Pace fatta alla Rolli, accordo a metà tra industria e agricoltura

29 Marzo 2015

Roseto, l’intesa preliminare che martedì dovrà essere approvata dai quasi 900 lavoratori prevede che restino gli stessi trattamenti economici e che cambi solo l’aspetto previdenziale

ROSETO. Trattamenti economici e normativi come da contratti collettivi nazionali di lavoro dell’industria alimentare, con inquadramento previdenziale proprio del settore agricolo.

È la sintesi dell’ipotesi di accordo raggiunta l’altra sera nella sede di Confindustria tra le rappresentanze sindacali e quelle delle società Rolli e Salpa, i cui termini saranno riferiti ai lavoratori martedì in un’assemblea che si terrà al palazzo dello sport di Roseto da mezzogiorno. «Tale ipotesi», spiega Franco Pescara della Fai Cisl, «sarà presentata ai lavoratori, sia fissi che stagionali, per questi ultimi sia per chi attualmente ha un contratto, sia per tutti coloro che torneranno a lavorare in Rolli e che fanno parte del bacino di lavoratori che da anni lavorano nella stessa azienda». Dunque tutti i lavoratori della Rolli (i 175 fissi e i 620 stagionali) saranno chiamati a ratificare l’ipotesi di accordo.

«E’ un buon accordo», commenta Corrado Peracchia della Flai Cgil, «concluso dopo 10 mesi di trattative complesse. Contempera le esigenze dell’azienda di cogliere i benefici conseguenti all’inquadramento in agricoltura e dall’altra parte si tutelano i lavoratori mantenendo l’inquadramento nel settore industriale. Non ci sarà per il personale nessuna variazione di trattamento. L’accordo ha una valenza che va oltre: getta le basi per un consolidamento delle relazioni sindacali nuove. E per riapre il confronto sul contratto aziendale». «Grazie alla determinazione dei lavoratori a non passare al contratto agricolo», aggiunge Pescara, «possiamo dire che siamo soddisfatti del risultato. Resta il contratto industria alimentare con le tutele che contiene. Per i lavoratori stagionali non si parla di contratto a chiamata ma di contratto in continuità con le vecchie regole».

Resta valida l’operazione impostata dai vertici dell’azienda che sarà attuata con la concessione in affitto di Rolli a Salpa (la nuova società di natura agricola costituita ad hoc) del ramo d’azienda costituito dall’unità produttiva di Roseto destinata alla lavorazione e trasformazione dei prodotti agricoli.

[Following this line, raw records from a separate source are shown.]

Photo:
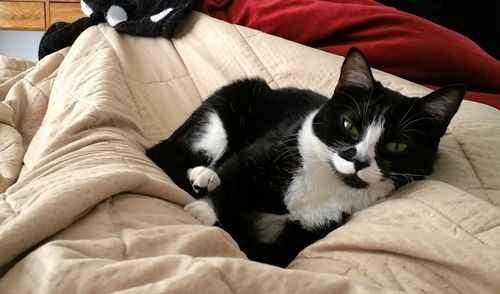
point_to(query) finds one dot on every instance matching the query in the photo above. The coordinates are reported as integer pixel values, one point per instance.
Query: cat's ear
(355, 71)
(443, 103)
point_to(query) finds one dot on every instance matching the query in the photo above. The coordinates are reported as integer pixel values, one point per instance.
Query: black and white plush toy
(149, 18)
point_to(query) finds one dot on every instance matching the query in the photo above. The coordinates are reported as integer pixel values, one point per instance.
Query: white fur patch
(159, 16)
(85, 8)
(342, 165)
(213, 140)
(269, 226)
(317, 194)
(203, 177)
(116, 15)
(203, 211)
(365, 150)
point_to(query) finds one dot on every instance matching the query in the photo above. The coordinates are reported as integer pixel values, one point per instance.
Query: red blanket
(393, 41)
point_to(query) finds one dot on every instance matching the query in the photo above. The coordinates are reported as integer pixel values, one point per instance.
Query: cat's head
(377, 135)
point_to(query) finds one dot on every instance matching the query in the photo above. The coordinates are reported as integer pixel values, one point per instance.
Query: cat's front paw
(202, 211)
(203, 179)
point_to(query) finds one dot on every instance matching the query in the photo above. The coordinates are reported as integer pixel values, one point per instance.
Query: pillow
(393, 41)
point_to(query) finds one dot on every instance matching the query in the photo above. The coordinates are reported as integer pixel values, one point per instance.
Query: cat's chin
(353, 180)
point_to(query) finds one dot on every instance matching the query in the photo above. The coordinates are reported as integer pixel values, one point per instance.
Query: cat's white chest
(317, 197)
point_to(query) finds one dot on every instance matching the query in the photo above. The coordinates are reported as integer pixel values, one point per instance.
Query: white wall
(19, 44)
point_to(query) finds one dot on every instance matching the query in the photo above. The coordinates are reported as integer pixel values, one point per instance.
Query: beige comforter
(82, 208)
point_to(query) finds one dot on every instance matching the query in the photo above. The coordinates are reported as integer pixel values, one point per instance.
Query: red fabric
(393, 41)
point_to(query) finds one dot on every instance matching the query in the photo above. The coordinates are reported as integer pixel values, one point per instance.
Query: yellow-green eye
(396, 147)
(350, 128)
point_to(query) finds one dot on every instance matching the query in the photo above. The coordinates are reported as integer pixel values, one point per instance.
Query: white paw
(202, 178)
(202, 211)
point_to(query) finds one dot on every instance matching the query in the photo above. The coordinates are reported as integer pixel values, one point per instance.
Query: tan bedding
(83, 210)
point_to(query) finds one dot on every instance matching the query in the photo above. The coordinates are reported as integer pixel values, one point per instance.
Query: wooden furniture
(37, 15)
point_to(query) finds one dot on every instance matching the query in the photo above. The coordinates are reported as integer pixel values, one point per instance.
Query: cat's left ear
(355, 71)
(443, 103)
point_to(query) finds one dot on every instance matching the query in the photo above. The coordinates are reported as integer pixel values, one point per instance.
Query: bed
(84, 210)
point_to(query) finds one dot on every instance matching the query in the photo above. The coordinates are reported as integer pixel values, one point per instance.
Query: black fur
(262, 155)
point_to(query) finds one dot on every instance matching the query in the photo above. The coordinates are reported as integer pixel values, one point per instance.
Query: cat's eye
(396, 147)
(349, 128)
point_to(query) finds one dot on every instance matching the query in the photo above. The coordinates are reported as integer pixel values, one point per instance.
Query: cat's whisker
(417, 120)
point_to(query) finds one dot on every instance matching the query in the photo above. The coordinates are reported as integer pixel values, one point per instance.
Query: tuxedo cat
(279, 169)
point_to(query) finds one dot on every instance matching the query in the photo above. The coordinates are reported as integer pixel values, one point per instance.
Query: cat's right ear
(355, 71)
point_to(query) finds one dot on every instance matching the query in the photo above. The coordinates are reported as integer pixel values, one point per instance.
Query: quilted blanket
(82, 209)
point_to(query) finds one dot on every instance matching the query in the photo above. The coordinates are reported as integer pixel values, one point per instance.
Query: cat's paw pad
(203, 179)
(202, 211)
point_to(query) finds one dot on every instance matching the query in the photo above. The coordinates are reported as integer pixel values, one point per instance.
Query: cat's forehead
(375, 103)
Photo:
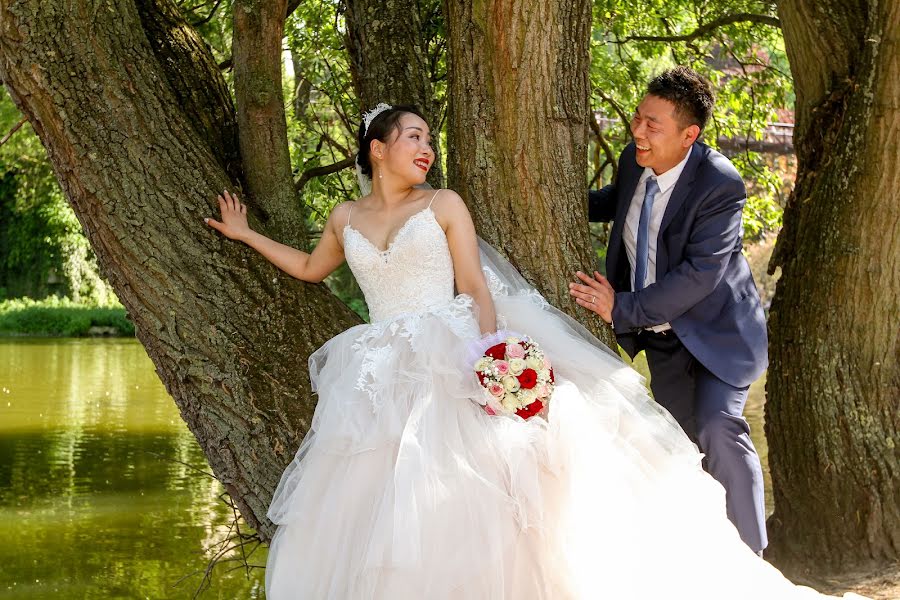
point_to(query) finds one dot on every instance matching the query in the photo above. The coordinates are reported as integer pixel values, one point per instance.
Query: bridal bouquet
(516, 376)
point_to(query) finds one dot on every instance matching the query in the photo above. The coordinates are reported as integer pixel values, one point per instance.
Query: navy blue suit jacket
(703, 283)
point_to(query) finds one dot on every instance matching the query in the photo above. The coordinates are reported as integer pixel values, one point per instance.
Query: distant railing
(777, 138)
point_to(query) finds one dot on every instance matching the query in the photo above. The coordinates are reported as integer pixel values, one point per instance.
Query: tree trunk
(229, 334)
(388, 61)
(832, 413)
(262, 128)
(517, 135)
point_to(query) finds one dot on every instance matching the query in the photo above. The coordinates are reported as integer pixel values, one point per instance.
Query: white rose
(511, 384)
(516, 366)
(510, 403)
(484, 363)
(532, 362)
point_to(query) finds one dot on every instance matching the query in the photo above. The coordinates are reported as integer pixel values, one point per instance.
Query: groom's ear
(691, 133)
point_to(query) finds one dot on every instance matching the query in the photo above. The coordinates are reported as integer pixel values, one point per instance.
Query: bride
(405, 488)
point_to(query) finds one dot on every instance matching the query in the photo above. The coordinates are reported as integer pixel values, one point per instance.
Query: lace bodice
(414, 273)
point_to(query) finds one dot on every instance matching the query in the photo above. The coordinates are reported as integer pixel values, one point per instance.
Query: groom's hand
(595, 294)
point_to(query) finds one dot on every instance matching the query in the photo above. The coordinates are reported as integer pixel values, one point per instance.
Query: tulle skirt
(404, 488)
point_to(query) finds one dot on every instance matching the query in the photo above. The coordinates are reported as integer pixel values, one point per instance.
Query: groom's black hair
(688, 91)
(380, 129)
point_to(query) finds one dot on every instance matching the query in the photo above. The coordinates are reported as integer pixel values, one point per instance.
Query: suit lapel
(629, 177)
(682, 188)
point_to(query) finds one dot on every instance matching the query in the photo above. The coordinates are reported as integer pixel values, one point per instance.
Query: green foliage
(745, 61)
(42, 248)
(56, 316)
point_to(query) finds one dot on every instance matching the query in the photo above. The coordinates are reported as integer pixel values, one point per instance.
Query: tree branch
(323, 170)
(706, 29)
(209, 17)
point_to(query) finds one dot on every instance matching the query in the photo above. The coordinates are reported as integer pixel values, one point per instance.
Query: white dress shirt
(666, 183)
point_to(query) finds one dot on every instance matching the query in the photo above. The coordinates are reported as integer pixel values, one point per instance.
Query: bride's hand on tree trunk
(234, 217)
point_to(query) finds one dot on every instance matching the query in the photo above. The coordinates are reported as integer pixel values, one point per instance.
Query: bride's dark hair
(380, 129)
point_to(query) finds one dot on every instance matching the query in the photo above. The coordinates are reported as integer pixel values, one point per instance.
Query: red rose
(530, 410)
(528, 379)
(497, 351)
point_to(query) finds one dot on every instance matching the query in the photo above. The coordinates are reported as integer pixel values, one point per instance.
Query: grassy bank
(62, 317)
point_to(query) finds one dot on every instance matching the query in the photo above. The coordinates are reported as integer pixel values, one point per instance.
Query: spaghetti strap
(433, 197)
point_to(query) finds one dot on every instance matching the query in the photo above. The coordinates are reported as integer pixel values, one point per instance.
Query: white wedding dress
(404, 488)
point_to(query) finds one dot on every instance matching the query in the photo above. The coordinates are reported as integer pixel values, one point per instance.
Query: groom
(678, 287)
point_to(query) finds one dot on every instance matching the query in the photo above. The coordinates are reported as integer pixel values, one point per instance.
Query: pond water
(104, 491)
(102, 487)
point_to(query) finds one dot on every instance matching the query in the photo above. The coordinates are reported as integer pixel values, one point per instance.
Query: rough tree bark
(832, 413)
(388, 61)
(140, 131)
(262, 127)
(518, 131)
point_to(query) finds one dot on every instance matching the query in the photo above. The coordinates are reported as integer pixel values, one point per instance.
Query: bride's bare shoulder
(341, 213)
(450, 205)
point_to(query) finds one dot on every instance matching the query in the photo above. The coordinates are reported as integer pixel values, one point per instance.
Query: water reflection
(99, 491)
(100, 495)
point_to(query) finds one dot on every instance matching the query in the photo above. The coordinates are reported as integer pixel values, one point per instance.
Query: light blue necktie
(643, 237)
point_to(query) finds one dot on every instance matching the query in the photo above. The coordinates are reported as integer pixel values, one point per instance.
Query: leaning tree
(143, 133)
(833, 406)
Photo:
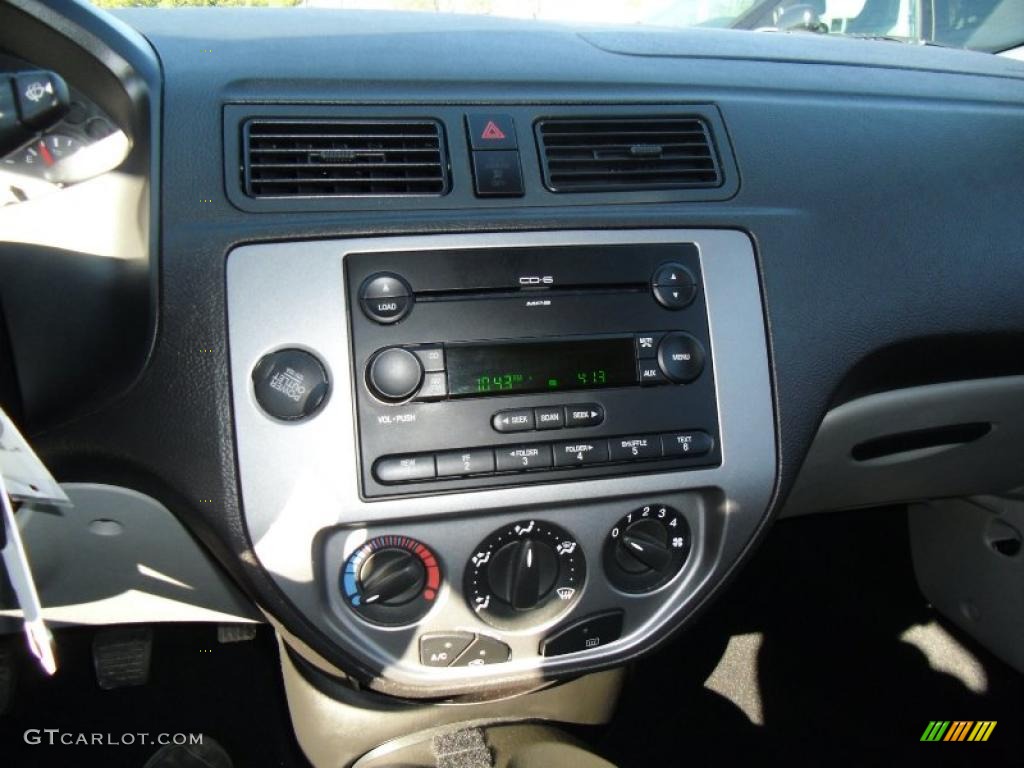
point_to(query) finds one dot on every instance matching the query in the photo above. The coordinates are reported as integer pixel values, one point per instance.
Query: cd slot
(532, 291)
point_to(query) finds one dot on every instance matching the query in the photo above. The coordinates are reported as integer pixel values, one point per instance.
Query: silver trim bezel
(300, 481)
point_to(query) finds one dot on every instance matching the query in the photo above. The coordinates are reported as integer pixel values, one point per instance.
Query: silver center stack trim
(300, 482)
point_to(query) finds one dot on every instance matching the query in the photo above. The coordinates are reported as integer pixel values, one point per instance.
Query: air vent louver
(344, 158)
(593, 155)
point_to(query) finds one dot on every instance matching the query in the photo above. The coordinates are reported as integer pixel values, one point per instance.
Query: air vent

Il trasferimento, che avverrà il 15 aprile e dovrà durare non meno di 5 anni, comprenderà anche i rapporti di lavoro tra i dipendenti in forza alla Rolli che passeranno poi a Salpa. In pratica, quindi, le forze sindacali non ostacoleranno il passaggio a Salpa, con tutti i benefici anche comunitari che ne deriveranno per la nuova società. Di contro l’azienda ha accettato di mantenere i livelli economici e normativi propri dell’industria alimentare, mentre per lo Stato entrerà in vigore l’inquadramento previdenziale del settore agricolo. «Non parlerei di vittoria ma di un buon pareggio», conclude Franco Vagnozzi della Rsu, «di positivo c’è però la prospettiva di crescita per i lavoratori del gruppo, ma anche per l’indotto e per l’intera collettività rosetana».